A totalitarian society makes enormous demands on the courage of men, and a partially totalitarian society makes even greater demands for the general anxiety is greater. Indeed if one is to be a man, almost any kind of unconventional action often takes disproportionate courage. So it is no accident that the source of Hip is the Negro for he has been living on the margin between totalitarianism and democracy for two centuries. But the presence of Hip as a working philosophy in the sub-worlds of American life is probably due to jazz, and its knife-like entrance into culture, its subtle but so penetrating influence on an avant-garde generation—that post-war generation of adventurers who (some consciously, some by osmosis) had absorbed the lessons of disillusionment and disgust of the Twenties, the Depression, and the War.
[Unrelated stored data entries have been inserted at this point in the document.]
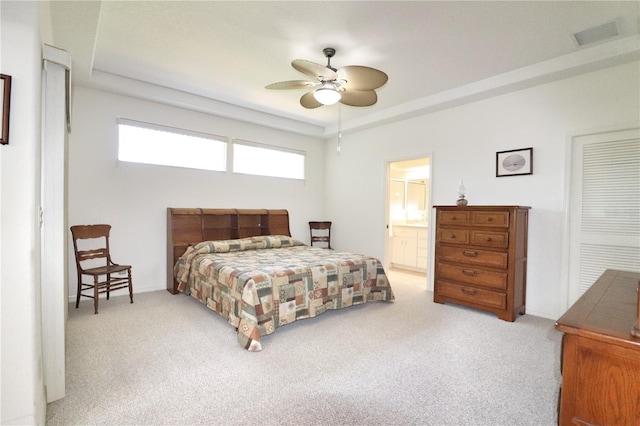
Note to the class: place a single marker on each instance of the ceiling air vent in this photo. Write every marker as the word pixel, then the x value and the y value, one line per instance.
pixel 596 34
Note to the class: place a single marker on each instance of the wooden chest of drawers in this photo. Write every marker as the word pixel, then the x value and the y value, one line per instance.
pixel 600 362
pixel 481 258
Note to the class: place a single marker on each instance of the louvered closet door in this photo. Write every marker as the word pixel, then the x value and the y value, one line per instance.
pixel 605 207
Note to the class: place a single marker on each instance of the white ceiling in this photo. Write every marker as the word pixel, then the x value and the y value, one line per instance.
pixel 436 53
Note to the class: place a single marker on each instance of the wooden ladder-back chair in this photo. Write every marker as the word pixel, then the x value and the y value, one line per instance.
pixel 320 233
pixel 94 259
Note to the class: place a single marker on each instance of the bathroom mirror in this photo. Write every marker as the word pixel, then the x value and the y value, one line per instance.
pixel 416 194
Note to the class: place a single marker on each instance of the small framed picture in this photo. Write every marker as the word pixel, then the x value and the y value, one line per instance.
pixel 5 96
pixel 515 162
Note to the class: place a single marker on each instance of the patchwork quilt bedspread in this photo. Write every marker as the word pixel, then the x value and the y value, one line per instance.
pixel 261 283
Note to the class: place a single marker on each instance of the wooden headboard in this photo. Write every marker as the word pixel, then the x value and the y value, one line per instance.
pixel 186 227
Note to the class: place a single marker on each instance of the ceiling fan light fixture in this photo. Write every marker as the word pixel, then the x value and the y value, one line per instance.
pixel 327 95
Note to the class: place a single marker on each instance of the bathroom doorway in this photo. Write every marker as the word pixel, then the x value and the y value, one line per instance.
pixel 408 210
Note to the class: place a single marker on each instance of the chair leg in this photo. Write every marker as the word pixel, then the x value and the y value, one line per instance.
pixel 95 294
pixel 130 285
pixel 108 285
pixel 79 290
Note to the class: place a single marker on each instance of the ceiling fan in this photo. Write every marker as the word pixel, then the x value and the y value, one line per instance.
pixel 352 85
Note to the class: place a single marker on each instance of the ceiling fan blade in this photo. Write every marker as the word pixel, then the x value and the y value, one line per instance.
pixel 308 101
pixel 362 78
pixel 292 84
pixel 313 70
pixel 359 97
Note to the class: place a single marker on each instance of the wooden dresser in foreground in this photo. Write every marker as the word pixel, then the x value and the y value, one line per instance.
pixel 481 258
pixel 600 357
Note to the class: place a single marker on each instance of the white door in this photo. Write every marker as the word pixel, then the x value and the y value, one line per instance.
pixel 605 207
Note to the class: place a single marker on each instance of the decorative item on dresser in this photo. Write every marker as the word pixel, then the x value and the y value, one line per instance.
pixel 600 356
pixel 320 233
pixel 481 258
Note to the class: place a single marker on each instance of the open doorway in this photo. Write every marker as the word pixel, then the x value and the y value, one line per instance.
pixel 408 207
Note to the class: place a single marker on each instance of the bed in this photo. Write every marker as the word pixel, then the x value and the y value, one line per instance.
pixel 245 266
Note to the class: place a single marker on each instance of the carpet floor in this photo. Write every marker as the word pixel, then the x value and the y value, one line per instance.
pixel 168 360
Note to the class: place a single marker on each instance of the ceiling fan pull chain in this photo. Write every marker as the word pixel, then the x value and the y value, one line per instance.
pixel 339 128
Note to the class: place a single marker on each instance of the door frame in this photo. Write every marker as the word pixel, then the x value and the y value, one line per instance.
pixel 570 292
pixel 429 208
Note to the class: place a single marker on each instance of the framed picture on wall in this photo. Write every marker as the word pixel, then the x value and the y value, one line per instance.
pixel 515 162
pixel 5 95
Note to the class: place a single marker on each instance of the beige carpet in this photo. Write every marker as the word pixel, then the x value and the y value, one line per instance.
pixel 168 360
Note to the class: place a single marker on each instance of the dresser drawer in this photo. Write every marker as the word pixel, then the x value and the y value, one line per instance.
pixel 458 236
pixel 490 239
pixel 469 256
pixel 495 219
pixel 453 218
pixel 473 275
pixel 470 294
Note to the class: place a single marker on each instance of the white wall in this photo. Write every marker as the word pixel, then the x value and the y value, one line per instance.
pixel 464 141
pixel 133 198
pixel 23 398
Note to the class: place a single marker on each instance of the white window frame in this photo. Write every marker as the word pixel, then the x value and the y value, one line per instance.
pixel 291 165
pixel 214 157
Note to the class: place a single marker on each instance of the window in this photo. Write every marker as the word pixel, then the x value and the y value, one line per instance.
pixel 266 160
pixel 151 144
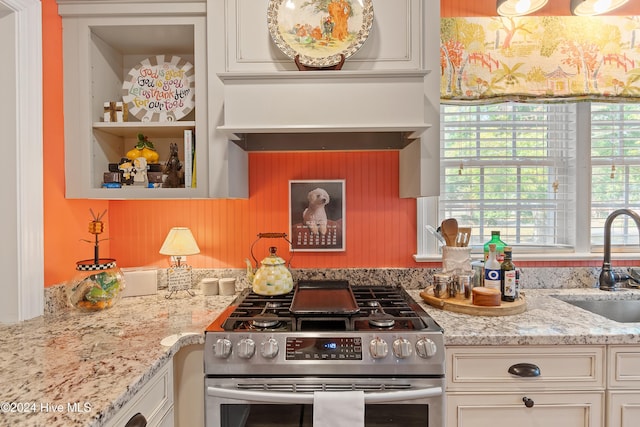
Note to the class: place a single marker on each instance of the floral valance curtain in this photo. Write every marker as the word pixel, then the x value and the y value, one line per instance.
pixel 540 58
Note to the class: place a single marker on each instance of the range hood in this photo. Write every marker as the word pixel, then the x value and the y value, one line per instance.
pixel 324 110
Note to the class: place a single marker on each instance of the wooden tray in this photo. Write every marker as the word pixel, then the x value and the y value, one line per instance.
pixel 464 306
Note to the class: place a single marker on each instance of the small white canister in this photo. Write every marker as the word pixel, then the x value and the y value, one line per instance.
pixel 227 286
pixel 209 286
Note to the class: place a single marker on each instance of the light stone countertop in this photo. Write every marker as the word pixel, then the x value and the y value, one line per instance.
pixel 101 358
pixel 104 358
pixel 546 321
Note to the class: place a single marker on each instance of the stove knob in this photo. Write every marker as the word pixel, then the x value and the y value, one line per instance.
pixel 246 348
pixel 402 348
pixel 269 349
pixel 426 348
pixel 378 348
pixel 222 348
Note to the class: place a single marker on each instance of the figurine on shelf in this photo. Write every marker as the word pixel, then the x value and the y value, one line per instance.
pixel 140 171
pixel 172 168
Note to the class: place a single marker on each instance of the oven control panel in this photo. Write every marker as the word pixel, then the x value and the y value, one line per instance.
pixel 325 348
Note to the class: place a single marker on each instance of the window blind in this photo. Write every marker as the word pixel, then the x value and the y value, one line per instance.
pixel 510 167
pixel 615 170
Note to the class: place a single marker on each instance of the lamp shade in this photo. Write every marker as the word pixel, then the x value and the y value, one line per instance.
pixel 594 7
pixel 519 7
pixel 179 242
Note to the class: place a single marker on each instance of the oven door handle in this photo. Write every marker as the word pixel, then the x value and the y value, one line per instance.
pixel 303 398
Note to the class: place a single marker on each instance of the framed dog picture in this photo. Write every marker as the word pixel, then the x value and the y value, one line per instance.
pixel 317 215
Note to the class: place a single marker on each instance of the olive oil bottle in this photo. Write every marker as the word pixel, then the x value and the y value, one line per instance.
pixel 508 277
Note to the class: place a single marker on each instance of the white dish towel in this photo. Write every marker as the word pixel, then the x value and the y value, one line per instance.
pixel 338 409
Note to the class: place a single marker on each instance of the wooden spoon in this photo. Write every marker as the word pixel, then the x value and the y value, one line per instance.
pixel 449 230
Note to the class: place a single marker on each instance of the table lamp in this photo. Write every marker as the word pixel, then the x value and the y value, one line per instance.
pixel 178 244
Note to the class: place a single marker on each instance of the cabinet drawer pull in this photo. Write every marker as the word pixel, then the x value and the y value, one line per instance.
pixel 527 402
pixel 524 370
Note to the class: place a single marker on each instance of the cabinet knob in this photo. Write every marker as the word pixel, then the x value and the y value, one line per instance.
pixel 524 370
pixel 528 402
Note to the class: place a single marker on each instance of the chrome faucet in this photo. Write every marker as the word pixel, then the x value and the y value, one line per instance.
pixel 609 278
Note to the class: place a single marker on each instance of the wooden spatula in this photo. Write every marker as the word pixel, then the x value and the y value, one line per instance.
pixel 449 230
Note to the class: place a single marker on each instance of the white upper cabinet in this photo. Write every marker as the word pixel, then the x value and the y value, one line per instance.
pixel 102 43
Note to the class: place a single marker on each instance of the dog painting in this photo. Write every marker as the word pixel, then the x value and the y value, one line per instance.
pixel 316 215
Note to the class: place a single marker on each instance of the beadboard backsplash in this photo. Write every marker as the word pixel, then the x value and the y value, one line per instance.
pixel 409 278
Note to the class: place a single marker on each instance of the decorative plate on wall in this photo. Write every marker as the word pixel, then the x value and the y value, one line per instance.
pixel 160 89
pixel 319 31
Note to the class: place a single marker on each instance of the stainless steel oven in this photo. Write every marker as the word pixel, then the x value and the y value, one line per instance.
pixel 262 373
pixel 288 402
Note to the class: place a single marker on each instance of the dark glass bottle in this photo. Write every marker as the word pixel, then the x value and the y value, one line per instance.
pixel 508 277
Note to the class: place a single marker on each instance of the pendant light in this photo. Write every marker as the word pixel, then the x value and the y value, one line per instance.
pixel 519 7
pixel 594 7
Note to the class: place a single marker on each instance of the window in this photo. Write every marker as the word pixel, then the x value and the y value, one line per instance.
pixel 615 169
pixel 523 169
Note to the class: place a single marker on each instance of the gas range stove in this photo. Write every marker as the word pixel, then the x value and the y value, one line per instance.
pixel 379 308
pixel 312 331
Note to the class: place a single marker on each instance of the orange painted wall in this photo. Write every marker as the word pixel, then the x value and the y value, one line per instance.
pixel 65 221
pixel 380 226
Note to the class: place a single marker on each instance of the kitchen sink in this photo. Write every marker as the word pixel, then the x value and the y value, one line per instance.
pixel 624 311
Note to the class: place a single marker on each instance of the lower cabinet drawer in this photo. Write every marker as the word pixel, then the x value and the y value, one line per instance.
pixel 153 401
pixel 574 409
pixel 559 367
pixel 624 367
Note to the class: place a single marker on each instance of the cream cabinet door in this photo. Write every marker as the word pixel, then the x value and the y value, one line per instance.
pixel 623 409
pixel 566 409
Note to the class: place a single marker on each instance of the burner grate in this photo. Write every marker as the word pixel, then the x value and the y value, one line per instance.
pixel 381 308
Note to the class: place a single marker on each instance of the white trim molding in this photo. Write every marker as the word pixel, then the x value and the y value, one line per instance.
pixel 23 203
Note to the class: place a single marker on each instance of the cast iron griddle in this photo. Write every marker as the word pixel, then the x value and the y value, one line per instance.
pixel 324 297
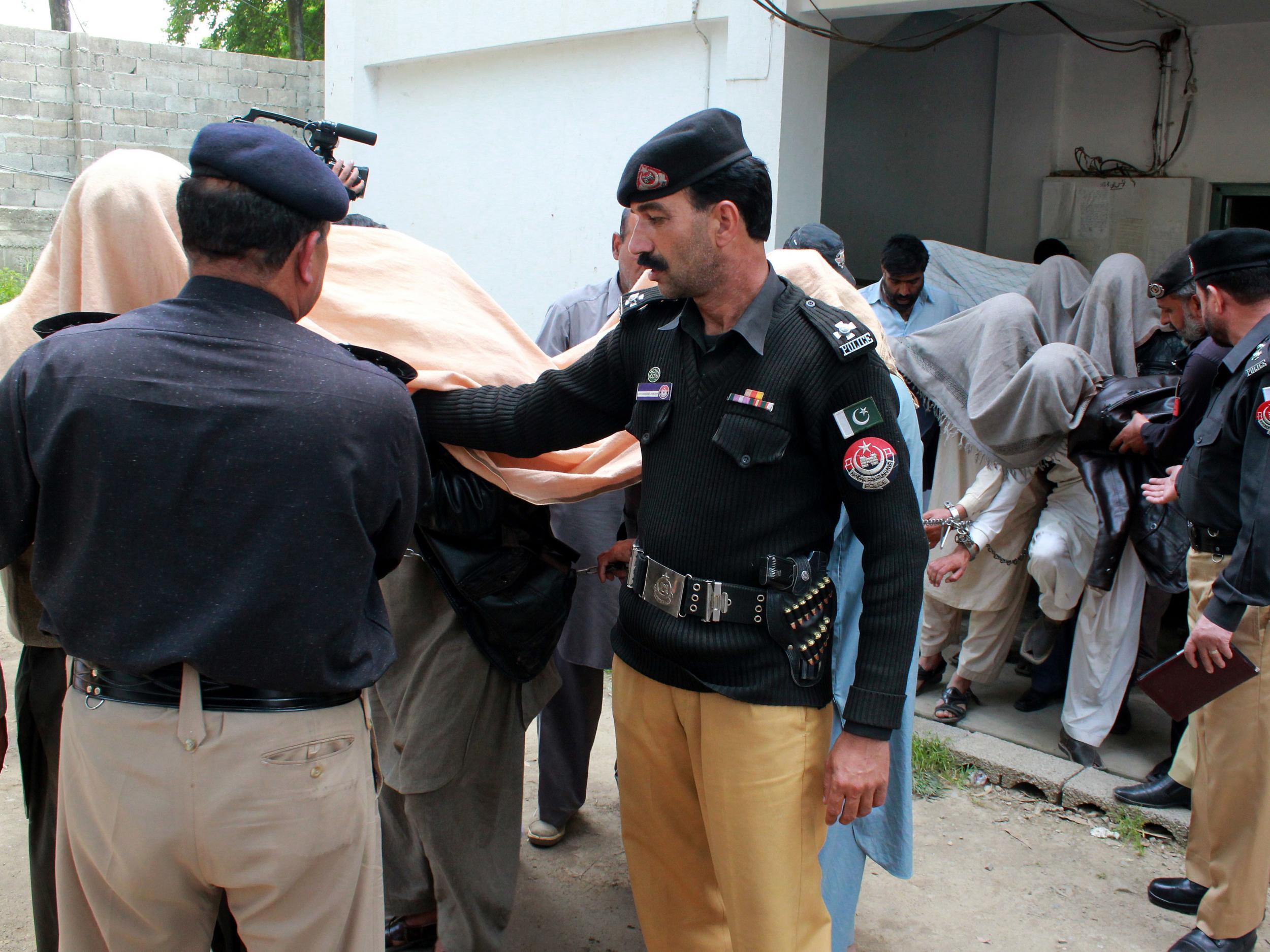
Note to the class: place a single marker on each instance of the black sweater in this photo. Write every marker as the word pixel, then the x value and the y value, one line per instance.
pixel 727 483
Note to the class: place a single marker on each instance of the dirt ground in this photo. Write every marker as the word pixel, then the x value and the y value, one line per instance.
pixel 994 870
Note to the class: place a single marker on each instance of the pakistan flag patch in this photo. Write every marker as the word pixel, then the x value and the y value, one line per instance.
pixel 858 418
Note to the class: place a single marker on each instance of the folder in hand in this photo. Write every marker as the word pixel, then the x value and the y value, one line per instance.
pixel 1182 690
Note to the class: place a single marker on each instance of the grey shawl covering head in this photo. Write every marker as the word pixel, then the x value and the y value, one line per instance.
pixel 991 374
pixel 1116 316
pixel 1056 291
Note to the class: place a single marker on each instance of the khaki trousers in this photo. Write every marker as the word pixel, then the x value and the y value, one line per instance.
pixel 1230 837
pixel 1183 770
pixel 161 810
pixel 722 818
pixel 987 641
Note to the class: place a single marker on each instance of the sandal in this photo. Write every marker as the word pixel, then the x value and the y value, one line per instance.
pixel 933 678
pixel 402 937
pixel 956 704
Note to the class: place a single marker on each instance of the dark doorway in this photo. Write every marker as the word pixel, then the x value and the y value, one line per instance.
pixel 1236 206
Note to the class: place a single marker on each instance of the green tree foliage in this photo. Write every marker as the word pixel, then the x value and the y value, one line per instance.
pixel 263 27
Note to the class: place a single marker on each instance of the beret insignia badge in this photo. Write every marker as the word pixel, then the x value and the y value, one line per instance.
pixel 648 178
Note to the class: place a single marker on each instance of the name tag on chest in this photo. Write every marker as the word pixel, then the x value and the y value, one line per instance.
pixel 653 391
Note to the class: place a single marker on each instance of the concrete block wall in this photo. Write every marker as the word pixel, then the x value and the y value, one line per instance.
pixel 68 98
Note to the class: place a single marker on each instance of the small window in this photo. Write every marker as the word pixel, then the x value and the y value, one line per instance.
pixel 1237 206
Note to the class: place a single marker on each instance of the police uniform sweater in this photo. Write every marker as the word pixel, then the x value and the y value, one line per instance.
pixel 728 481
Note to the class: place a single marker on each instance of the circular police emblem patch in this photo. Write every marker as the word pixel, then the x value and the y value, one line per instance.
pixel 1264 417
pixel 869 463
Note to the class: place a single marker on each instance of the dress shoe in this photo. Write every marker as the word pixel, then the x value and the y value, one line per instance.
pixel 1197 941
pixel 545 836
pixel 1033 700
pixel 1080 752
pixel 1039 640
pixel 1160 793
pixel 1178 895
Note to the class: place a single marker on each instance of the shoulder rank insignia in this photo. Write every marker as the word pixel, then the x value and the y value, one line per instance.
pixel 1256 359
pixel 636 300
pixel 846 336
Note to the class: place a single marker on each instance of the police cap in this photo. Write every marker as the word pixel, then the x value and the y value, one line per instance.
pixel 1172 275
pixel 1230 250
pixel 681 155
pixel 271 163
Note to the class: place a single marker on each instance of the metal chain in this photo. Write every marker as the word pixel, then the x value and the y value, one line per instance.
pixel 961 530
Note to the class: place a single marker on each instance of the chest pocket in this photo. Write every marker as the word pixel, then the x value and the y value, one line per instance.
pixel 750 441
pixel 1208 432
pixel 649 419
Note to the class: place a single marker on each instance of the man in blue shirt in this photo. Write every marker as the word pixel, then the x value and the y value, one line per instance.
pixel 902 300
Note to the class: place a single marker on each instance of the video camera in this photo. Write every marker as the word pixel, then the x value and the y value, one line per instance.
pixel 322 138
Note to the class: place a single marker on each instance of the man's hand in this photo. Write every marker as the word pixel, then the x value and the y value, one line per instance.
pixel 1129 440
pixel 1162 489
pixel 348 176
pixel 949 568
pixel 1210 644
pixel 856 777
pixel 614 563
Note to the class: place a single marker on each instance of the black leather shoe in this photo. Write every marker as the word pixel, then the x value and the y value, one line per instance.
pixel 1161 793
pixel 1198 942
pixel 1080 752
pixel 1178 895
pixel 1033 700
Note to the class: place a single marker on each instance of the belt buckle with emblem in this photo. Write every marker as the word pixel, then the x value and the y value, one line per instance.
pixel 663 588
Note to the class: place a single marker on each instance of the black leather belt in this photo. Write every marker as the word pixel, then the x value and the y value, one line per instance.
pixel 689 597
pixel 1215 541
pixel 162 688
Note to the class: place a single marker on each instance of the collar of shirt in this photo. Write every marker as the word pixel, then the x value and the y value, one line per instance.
pixel 202 287
pixel 752 325
pixel 1246 346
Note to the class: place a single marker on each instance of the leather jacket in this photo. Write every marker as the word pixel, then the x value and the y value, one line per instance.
pixel 507 577
pixel 1114 479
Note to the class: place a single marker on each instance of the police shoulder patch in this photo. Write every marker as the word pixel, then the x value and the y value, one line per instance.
pixel 1256 359
pixel 847 336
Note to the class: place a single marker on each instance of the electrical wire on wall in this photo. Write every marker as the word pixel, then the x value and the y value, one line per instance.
pixel 1086 164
Sharing a collective disbelief in the words of men who had too much money and controlled too many things, they knew almost as powerful a disbelief in the socially monolithic ideas of the single mate, the solid family and the respectable love life. If the intellectual antecedents of this generation can be traced to such separate influences as D. H. Lawrence, Henry Miller, and Wilhelm Reich, the viable philosophy of Hemingway fits most of their facts: in a bad world, as he was to say over and over again (while taking time out from his parvenu snobbery and dedicated gourmandise), in a bad world there is no love nor mercy nor charity nor justice unless a man can keep his courage, and this indeed fitted some of the facts. What fitted the need of the adventurer even more precisely was Hemingway’s categorical imperative that what made him feel good became therefore The Good.